In the sukkah, we Jews knew our place. We knew that we were different and special and chosen. That the world did not own us in any way and we would do what we had always done regardless of the weather, or the lateness of the hour, or the skeptical stares of the onlookers. In the sukkah we knew what was true. We knew the rightness of our loyalty to His promise. The sweetness of our celebration, our challah and honey and our soup and song. We knew the joy of children staying up way past their bedtimes to gaze dreamy eyed at the twinkling stars through the rickety s'chach in that tiny, canvas abode. We knew that the rabbis on the walls were smiling down at us and that God Himself was smiling down at us as we waited for Him to bring us home.

The night grew late. In the distance thunder rumbled and I shivered a little. “You’re not afraid of a little rain, are you?” my zaidy asked. "We’ve been through so much worse!”

He laughed a little. “Nu,” he said and blew on his tea. Then he leaned toward me, intent, “Listen good, mamaleh,” he said. “A sukkah is like galus, like this long, long exile. Not so comfortable maybe, but we sit. We sit and we wait and we show Him our waiting. Soon, soon He’ll bring us inside.”

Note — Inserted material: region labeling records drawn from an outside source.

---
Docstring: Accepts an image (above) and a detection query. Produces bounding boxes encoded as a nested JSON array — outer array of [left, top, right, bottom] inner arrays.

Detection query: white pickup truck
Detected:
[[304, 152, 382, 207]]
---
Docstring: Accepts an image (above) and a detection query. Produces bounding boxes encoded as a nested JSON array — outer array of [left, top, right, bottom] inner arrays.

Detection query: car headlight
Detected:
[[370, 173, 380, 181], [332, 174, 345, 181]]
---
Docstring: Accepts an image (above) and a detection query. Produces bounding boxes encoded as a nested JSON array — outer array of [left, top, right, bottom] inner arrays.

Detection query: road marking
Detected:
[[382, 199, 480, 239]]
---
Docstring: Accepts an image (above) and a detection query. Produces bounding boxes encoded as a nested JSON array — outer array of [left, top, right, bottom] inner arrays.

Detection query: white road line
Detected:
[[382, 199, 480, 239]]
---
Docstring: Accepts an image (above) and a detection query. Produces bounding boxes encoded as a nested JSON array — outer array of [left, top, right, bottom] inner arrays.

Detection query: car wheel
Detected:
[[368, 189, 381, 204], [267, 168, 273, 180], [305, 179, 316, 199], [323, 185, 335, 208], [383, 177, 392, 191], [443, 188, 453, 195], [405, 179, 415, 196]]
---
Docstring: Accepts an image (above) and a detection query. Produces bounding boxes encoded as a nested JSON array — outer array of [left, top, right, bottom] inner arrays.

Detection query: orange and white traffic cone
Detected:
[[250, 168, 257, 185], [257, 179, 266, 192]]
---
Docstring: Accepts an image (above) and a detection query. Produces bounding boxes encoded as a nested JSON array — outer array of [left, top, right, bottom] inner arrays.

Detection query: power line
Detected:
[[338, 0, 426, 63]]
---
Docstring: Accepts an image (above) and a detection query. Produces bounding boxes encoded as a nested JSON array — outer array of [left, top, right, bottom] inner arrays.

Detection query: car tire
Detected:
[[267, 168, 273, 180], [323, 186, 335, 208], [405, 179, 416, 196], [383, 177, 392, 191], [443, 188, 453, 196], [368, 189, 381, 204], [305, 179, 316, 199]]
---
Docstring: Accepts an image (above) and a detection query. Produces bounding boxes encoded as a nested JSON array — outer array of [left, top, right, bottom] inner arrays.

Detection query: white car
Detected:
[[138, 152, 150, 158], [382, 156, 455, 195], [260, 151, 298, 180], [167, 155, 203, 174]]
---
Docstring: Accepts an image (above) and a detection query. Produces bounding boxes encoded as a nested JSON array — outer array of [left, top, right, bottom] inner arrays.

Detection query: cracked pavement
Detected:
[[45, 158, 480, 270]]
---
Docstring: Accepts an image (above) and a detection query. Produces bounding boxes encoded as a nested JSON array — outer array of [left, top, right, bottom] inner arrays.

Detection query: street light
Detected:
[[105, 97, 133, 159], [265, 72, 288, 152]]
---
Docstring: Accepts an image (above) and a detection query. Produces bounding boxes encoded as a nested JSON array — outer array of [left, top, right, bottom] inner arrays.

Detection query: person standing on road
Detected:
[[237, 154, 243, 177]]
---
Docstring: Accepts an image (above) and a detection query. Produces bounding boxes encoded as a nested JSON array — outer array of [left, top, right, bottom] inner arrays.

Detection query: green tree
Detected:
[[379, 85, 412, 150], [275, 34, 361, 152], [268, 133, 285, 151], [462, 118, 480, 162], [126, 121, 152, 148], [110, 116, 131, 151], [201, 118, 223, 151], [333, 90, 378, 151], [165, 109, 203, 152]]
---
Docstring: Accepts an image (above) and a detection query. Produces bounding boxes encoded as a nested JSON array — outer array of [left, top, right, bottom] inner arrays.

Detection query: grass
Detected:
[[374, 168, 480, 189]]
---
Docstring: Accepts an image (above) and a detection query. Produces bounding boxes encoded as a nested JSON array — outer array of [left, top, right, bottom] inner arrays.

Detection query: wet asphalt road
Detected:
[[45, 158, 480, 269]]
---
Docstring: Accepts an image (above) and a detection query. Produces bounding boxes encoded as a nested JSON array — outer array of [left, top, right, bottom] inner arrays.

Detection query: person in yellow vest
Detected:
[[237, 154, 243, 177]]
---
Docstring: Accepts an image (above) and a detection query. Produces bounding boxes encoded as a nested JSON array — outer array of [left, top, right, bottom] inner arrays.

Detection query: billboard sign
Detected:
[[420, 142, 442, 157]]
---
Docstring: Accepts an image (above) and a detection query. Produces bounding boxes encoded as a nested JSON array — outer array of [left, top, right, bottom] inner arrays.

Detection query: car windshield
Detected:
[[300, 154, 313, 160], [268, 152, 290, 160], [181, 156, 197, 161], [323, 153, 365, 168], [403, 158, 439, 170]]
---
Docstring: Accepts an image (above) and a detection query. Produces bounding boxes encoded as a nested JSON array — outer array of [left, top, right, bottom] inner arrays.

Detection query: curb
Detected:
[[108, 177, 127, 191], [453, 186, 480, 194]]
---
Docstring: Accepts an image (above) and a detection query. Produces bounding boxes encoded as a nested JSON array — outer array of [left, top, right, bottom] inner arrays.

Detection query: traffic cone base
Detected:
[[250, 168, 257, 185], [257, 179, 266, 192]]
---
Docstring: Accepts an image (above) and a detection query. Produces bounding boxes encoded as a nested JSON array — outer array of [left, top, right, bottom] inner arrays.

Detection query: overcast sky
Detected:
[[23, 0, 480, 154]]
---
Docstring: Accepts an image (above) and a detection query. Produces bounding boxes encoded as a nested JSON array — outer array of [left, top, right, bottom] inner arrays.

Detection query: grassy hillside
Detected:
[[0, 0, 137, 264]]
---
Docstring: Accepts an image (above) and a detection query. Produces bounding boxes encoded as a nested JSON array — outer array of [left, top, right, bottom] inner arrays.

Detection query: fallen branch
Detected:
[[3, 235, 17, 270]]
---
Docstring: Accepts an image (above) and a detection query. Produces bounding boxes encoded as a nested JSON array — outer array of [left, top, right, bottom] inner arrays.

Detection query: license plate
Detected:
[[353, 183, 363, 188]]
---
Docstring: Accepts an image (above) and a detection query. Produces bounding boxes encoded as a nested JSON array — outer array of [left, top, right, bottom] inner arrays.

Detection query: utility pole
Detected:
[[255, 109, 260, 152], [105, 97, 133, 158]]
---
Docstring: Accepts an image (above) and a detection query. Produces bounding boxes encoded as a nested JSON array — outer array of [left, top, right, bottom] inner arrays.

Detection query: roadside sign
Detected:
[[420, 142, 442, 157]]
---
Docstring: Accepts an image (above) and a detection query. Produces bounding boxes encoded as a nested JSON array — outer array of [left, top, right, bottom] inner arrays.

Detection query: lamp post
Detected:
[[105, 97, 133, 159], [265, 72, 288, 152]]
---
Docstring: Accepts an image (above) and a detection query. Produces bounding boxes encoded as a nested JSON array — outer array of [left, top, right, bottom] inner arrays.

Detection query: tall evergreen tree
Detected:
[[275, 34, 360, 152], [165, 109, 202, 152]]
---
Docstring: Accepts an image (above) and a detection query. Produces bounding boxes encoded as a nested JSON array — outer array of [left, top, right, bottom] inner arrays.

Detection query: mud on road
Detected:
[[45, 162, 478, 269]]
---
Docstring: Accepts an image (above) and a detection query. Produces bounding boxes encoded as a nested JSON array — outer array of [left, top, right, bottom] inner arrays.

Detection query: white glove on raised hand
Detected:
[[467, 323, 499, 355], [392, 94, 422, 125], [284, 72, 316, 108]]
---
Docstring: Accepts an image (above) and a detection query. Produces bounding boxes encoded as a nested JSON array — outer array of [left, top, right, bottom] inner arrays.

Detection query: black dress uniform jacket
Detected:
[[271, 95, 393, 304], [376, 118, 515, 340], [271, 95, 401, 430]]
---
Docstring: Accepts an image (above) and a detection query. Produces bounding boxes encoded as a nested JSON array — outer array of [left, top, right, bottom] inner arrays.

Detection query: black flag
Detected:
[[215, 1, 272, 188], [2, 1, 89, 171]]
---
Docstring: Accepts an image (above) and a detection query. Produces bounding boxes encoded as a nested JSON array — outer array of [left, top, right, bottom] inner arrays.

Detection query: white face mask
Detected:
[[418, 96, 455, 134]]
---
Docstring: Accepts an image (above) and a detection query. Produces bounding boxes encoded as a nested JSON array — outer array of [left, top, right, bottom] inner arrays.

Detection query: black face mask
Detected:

Everything changes but it all stays the same.

I nodded somberly at my zaidy. Soon we’ll go inside, he said, and I believed him. In the inky blackness my eyelids grew heavier, the portraits on the walls blurred, the singing ebbed and flowed around me. I closed my eyes for just a moment… and the years passed.

Tonight, in our own canvas sukkah, I look at my son, gazing wide-eyed at the rabbis on the walls, his metal chair wobbling on the uneven pavement of the driveway. The s'chach is dripping rainwater on our table and we are squeezed so tightly together. Everything changes but it all stays the same, I think. We Jews are the same, the sukkah is the same, this long exile is still the same. I hear my zaidy’s voice inside my head, “A sukkah is like galus,” he whispers. “Not so comfortable, maybe, but we sit. Soon, soon He’ll bring us inside.”

And I nod somberly because after all these years of waiting, I still believe him.